Wie wichtig ist das Themenfeld ESG für Start-ups aus den drei von ihnen genannten Bereichen?
Topalgökçeli: Das ist eine sehr wichtige Anforderung. Beispielsweise werden Aspekte der ökologischen Nachhaltigkeit innerhalb der Pharma-Branche immer stärker zum Gradmesser für Unternehmen.

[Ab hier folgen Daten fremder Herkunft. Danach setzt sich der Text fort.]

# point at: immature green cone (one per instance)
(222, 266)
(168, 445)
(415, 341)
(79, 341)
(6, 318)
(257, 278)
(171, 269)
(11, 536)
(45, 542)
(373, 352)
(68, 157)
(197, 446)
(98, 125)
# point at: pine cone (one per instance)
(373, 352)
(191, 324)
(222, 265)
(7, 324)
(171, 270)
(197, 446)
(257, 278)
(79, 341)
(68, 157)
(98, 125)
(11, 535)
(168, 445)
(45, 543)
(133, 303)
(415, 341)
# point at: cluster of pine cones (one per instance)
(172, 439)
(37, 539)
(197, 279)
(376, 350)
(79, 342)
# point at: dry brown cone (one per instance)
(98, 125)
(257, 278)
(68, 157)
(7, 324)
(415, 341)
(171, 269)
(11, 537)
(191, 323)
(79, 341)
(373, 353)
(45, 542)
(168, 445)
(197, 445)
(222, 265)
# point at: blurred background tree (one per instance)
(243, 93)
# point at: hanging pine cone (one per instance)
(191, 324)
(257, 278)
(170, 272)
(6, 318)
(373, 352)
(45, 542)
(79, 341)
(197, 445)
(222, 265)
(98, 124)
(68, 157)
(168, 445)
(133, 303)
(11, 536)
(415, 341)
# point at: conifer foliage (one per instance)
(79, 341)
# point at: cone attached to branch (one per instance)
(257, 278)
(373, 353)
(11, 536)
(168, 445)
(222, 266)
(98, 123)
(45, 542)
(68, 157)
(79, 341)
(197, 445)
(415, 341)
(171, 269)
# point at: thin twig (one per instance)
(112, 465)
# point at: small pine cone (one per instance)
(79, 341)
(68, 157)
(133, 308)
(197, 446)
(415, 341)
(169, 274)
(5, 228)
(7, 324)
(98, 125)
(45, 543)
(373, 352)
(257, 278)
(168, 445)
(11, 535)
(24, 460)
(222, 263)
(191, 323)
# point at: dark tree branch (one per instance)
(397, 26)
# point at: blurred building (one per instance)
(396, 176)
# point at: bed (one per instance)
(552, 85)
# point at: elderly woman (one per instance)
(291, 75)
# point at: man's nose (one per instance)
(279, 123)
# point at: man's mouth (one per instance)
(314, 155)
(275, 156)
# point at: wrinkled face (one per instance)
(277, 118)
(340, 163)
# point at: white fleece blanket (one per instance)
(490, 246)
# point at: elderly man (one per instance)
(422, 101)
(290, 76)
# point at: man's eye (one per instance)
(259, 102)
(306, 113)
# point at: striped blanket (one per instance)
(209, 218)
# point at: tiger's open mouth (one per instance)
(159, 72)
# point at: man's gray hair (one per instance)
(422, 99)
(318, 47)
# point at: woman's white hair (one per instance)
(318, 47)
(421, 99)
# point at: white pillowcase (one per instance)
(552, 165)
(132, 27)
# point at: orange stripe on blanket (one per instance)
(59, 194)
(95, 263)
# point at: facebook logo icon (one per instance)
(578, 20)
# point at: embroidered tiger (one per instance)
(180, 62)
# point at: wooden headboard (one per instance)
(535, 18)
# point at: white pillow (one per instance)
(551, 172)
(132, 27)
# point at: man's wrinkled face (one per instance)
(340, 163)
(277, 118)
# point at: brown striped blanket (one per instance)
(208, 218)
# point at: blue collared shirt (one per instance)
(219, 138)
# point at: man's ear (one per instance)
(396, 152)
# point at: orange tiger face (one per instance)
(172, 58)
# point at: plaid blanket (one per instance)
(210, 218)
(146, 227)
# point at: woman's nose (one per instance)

Allerdings kennen sich noch nicht viele Founder damit gut genug aus, weshalb wir als Abundance Gate unser Know-how bereitstellen.
Holzhuber: Auch die Flächen spielen dabei eine sehr große Rolle, denn der Betrieb von Laboreinheiten ist sehr energieintensiv. Hier trifft das Wertethema einer jungen Gründergeneration also auf die ökonomische Frage nach den Betriebskosten. Als Abundance Gate bekennen wir uns aber auch klar zur Nachhaltigkeit und nehmen nur ESG-konforme Unternehmen auf. In der Breitenfurter Straße profitieren wir von den hohen Nachhaltigkeitsstandards, die 6B47 unter anderem in Form von Geothermie und Photovoltaikanlagen umsetzt. Solche Objekte entsprechen voll und ganz unseren Vorstellungen – und die Nachfrage seitens der Mieter ist enorm. Deshalb wollen wir auch objektmäßig skalieren und an zahlreichen weiteren Standorten neue Flächenlösungen anbieten.